OpenAI’s move has far-reaching implications, particularly for its business customers, which include giants like Microsoft, Salesforce, and Snapchat.

These companies are more likely to use OpenAI’s API capabilities to run their operations, so the privacy shift is particularly relevant to them.

However, the new data protection measures only apply to customers using the company’s API services. OpenAI’s updated Terms of Service states: “We may use content from services other than our API.”

Therefore, other forms of data entry, such as text entered into the popular chatbot ChatGPT, can still be used by OpenAI unless the data is shared via the API.

Broader industry impact

OpenAI’s policy shift comes as the industry grapples with the potential impact of large language models like OpenAI’s ChatGPT replacing traditional human-made material.

For example, the Writers Guild of America recently went on strike after negotiations between the guild and the film studios collapsed. The guild had advocated restrictions on using OpenAI’s ChatGPT to generate or rewrite scripts.

OpenAI’s decision not to use customer data for training marks a pivotal moment in the ongoing conversation about privacy and AI. As companies continue to explore and push the boundaries of AI technology, ensuring user privacy and maintaining trust will likely continue to be at the heart of these discussions.

The Evolution of ChatGPT: GPT-3 to GPT-4

It’s important to note that OpenAI’s commitment not to use customer data for training applies to its latest language model, GPT-4, released on March 14, 2023.

GPT-4 introduced several improvements over its predecessor GPT-3, including a significant increase in the word limit (25,000 compared to ChatGPT’s 3,000 word limit), a larger context window size, and improved reasoning and comprehension skills.

Another notable feature of GPT-4 is its multimodality, or ability to understand and derive information from images in addition to text. This latest model generates more human-like text and uses features like emojis for a more personal feel.

However, the exact size and architecture of GPT-4 remain secret, leading to speculation about the details of the model.

Despite these rumours, OpenAI’s CEO has denied specific claims about the size of the model.

In terms of performance, GPT-4 has shown strengths in text generation but also some limitations.
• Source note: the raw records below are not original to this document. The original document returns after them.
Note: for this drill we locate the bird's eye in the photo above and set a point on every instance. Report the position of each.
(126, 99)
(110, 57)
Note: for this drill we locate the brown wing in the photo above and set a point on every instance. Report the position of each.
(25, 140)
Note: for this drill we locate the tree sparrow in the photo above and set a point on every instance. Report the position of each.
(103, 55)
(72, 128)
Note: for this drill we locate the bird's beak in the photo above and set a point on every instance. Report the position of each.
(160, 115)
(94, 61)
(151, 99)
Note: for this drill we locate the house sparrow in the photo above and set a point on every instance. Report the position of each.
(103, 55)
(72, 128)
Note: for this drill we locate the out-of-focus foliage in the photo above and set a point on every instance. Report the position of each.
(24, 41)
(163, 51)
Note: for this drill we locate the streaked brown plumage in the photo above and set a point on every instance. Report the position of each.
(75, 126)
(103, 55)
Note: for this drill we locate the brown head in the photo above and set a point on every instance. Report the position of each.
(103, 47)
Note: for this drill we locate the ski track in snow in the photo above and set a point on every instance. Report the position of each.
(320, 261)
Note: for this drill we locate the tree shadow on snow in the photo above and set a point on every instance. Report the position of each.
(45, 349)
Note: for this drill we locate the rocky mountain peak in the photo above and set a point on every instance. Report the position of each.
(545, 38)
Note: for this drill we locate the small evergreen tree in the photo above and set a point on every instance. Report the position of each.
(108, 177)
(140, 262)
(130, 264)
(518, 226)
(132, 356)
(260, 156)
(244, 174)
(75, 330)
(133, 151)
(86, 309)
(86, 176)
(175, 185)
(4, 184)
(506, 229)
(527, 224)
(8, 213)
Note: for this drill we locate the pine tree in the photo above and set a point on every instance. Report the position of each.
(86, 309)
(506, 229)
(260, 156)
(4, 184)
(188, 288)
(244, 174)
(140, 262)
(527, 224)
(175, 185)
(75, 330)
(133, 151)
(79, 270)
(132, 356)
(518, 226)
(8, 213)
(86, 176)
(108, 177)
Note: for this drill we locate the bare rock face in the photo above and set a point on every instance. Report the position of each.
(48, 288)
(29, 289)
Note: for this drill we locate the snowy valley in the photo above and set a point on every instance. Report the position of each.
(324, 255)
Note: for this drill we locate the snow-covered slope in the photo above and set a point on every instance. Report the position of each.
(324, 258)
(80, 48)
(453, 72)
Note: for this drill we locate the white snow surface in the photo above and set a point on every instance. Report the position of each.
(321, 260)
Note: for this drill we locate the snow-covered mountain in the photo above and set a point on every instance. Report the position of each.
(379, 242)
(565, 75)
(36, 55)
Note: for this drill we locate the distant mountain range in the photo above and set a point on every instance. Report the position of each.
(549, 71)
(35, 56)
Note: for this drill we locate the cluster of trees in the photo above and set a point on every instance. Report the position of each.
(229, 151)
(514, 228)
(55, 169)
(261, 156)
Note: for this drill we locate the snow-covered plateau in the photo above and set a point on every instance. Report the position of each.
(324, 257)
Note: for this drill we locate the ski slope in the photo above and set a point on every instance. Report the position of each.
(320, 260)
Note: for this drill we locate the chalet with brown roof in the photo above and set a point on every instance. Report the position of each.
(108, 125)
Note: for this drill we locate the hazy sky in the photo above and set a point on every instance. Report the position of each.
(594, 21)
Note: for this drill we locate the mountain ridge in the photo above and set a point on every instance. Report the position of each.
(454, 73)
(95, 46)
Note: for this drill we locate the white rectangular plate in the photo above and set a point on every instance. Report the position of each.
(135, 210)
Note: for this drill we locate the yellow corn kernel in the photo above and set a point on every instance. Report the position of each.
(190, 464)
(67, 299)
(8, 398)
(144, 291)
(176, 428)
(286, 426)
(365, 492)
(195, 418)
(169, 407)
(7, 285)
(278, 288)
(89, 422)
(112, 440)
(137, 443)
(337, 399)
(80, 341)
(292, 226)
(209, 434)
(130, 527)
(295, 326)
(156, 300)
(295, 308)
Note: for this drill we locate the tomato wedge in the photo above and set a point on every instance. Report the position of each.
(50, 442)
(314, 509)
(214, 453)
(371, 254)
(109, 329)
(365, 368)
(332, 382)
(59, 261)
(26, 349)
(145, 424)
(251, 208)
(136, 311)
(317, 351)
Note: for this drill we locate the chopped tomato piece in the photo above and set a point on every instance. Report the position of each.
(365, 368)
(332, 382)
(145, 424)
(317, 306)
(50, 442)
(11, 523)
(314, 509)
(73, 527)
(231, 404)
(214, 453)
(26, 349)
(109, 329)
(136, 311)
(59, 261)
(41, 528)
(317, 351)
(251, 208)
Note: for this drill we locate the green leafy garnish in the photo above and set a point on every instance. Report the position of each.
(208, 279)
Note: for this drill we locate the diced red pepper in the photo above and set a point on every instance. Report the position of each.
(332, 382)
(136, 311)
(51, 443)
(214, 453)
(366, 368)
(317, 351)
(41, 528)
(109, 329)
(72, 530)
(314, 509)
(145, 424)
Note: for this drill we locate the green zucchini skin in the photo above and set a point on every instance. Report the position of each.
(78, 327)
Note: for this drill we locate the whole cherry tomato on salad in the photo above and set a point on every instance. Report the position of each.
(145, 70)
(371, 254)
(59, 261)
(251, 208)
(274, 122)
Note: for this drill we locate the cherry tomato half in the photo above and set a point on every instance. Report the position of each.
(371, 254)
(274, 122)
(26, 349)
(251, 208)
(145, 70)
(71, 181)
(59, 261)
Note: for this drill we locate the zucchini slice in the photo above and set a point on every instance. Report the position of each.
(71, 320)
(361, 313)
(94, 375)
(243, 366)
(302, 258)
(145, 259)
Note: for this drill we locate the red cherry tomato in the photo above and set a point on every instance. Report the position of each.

For example, it scored in the 54th percentile on the Graduate Record Examination (GRE) Writing and in the 43rd to 59th percentile on the AP Calculus BC exam.

In addition, it performed well on simple Leetcode coding tasks, but its performance decreased as the task difficulty increased.

While the details of GPT-4’s training process are not officially documented, GPT models in general are known to involve large-scale machine learning with a variety of Internet texts.

I’m looking forward to

Due to changes to OpenAI’s data usage policy, the data used to train the language models does not include information shared via the API unless users explicitly consent to contribute it for this purpose.

As this technology improves our lives and plays a more significant role, it’s interesting how companies are responding to concerns and responding to keeping data private and gaining people’s trust.


Featured image created by the author using Midjourney.